Overview
The goal of this clinical trial is to learn about, test, and compare JCXH-221 in healthy volunteers. The main aims to answer are:
- To assess the safety and tolerability of the JCXH-221 vaccine in healthy adult subjects
- To identify an optimal dose for the JCXH-221 vaccine in healthy adult subjects
- To assess the humoral immunogenicity of the JCXH-221 vaccine in healthy adult subjects
- To characterize the cellular immunogenicity of the JCXH-221 vaccine in healthy adult subjects
Participants for Phase I will be randomized to either JCXH-221 or placebo. In Phase 2, participants will be randomized to either JCXH-221 or a FDA approved Active comparator.
Description
This is a phase 1/2 study looking to enroll a total of 262 patients.
For phase 1, two cohorts will be explored (18-64 age group and 65+ age group) for a total of 72 subjects. The subjects will be enrolled and randomized to either placebo or JCXH-221. A low dose of JCXH-221 will be explored vs placebo for each age group first. A high dose for those 2 cohorts will be explored once all safety data is reviewed.
Once all of Phase 1 data has been reviewed, Phase 2 enrollment will open. In this portion of the trial, subjects will be enrolled and randomized to either JCXH-221 or a FDA approved Active comparator (Pfizer, Moderna, etc.). A total of 190 patients will be enrolled.
Eligibility
Main Inclusion Criteria
- Sex: Male or female; female subjects may be of childbearing potential, of nonchildbearing potential, or postmenopausal.
- Age: 18 years of age or older, at screening.
- Status: Healthy subjects.
- Subjects must have completed the full doses for primary vaccination with an approved SARS-CoV-2 vaccine and may have received booster dose(s), with the last vaccination (can be 2nd dose of primary vaccination or booster dose) having occurred at least 4 months prior to enrollment.
Main Exclusion Criteria
- Current or prior symptomatic or asymptomatic SARS-CoV-2 infection confirmed by an approved or authorized rapid antigen test on Day 1 or within 4 months prior to Day 1.
- Subjects with significant exposure (as defined by current CDC guidance) to someone with laboratory confirmed SARS-CoV-2 infection or COVID-19 with the past 14 days prior to the Screening visit.

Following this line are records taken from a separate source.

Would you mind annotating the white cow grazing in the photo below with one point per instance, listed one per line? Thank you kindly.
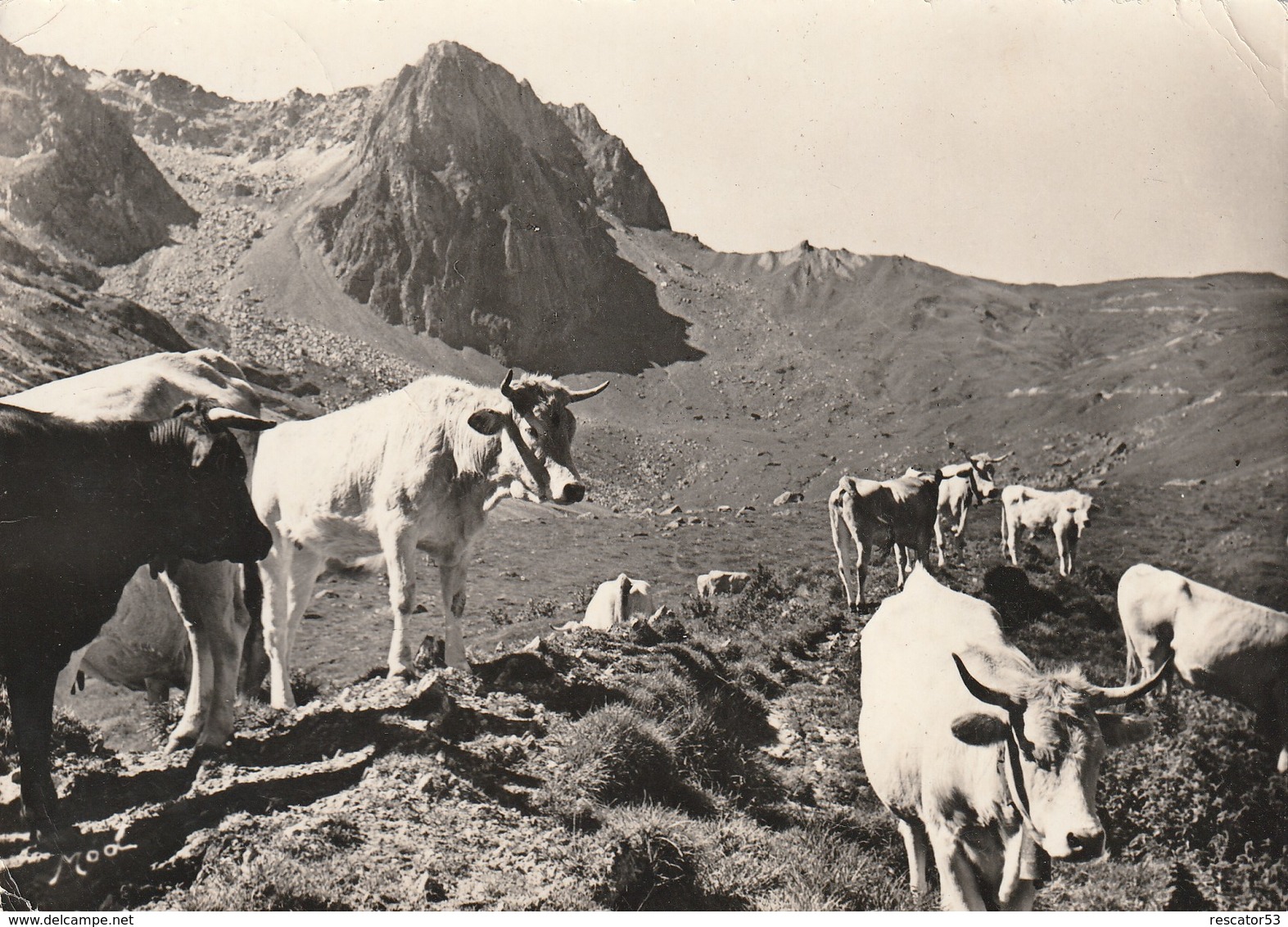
(419, 468)
(144, 640)
(1065, 513)
(971, 479)
(899, 513)
(615, 603)
(1220, 644)
(975, 752)
(721, 582)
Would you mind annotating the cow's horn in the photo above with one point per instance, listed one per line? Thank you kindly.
(577, 396)
(983, 693)
(1104, 698)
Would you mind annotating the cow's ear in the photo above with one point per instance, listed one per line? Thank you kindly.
(487, 421)
(201, 447)
(1121, 730)
(979, 729)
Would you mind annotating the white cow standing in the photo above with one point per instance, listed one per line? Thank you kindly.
(721, 582)
(899, 513)
(143, 644)
(419, 468)
(971, 479)
(1220, 644)
(977, 753)
(1065, 513)
(615, 603)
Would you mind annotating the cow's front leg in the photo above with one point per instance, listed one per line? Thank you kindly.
(959, 889)
(861, 569)
(451, 573)
(939, 540)
(289, 576)
(1061, 553)
(1013, 540)
(915, 843)
(202, 596)
(31, 706)
(400, 547)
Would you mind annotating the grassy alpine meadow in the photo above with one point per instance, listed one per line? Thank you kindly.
(706, 760)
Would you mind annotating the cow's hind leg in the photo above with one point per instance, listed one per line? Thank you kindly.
(31, 707)
(202, 594)
(451, 574)
(400, 549)
(835, 520)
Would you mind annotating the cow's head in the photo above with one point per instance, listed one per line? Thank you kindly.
(1073, 513)
(536, 438)
(208, 508)
(982, 475)
(1052, 740)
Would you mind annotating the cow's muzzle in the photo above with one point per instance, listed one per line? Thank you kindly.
(571, 492)
(1085, 848)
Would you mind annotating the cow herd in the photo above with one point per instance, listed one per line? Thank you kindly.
(982, 758)
(125, 491)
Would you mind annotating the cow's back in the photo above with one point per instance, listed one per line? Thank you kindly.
(911, 694)
(144, 389)
(1221, 644)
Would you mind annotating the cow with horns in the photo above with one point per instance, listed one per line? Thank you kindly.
(978, 755)
(81, 508)
(962, 483)
(419, 468)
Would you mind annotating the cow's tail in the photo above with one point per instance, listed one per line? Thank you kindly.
(624, 608)
(1132, 662)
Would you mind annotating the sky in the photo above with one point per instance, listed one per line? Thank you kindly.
(1024, 141)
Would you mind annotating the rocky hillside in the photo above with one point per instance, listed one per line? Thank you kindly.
(468, 213)
(78, 192)
(70, 168)
(621, 184)
(169, 110)
(53, 323)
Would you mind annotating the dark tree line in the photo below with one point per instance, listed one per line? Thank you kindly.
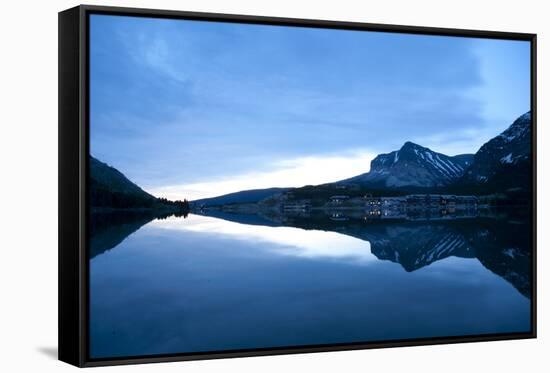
(100, 196)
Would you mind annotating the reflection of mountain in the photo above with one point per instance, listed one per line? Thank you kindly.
(246, 196)
(500, 244)
(109, 229)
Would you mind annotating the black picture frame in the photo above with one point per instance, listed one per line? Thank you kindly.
(73, 176)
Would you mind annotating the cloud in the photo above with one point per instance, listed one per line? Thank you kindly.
(284, 173)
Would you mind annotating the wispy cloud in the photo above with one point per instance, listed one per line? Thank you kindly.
(284, 173)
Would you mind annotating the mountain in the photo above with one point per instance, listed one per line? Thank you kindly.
(245, 196)
(110, 189)
(413, 165)
(504, 162)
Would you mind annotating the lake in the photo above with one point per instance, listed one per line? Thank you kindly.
(205, 283)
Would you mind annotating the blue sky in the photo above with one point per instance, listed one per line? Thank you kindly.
(191, 109)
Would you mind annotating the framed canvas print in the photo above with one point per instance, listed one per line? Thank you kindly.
(239, 186)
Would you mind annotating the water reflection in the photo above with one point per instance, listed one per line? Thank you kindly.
(231, 280)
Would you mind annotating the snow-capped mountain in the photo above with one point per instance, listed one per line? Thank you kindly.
(505, 159)
(414, 165)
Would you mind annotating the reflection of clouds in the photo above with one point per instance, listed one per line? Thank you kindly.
(286, 173)
(283, 240)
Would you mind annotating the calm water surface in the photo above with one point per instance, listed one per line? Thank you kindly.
(205, 284)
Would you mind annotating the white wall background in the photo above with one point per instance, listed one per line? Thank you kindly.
(28, 182)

- Subjects with fever or signs of acute infection at the time of enrollment and vaccination.
- Subjects who are taking medications that may prevent or treat COVID-19.
- Subjects who received convalescent serum or prior therapeutic antibodies against SARS-CoV-2 within 4 months before Day 1.
- Subjects with history of myocarditis or pericarditis, or with AEs after mRNA vaccination that are in nature and severity beyond the common AEs expected and necessitating medical intervention.
- Subjects with active or suspected immunosuppression, immunodeficiency, or autoimmune disease.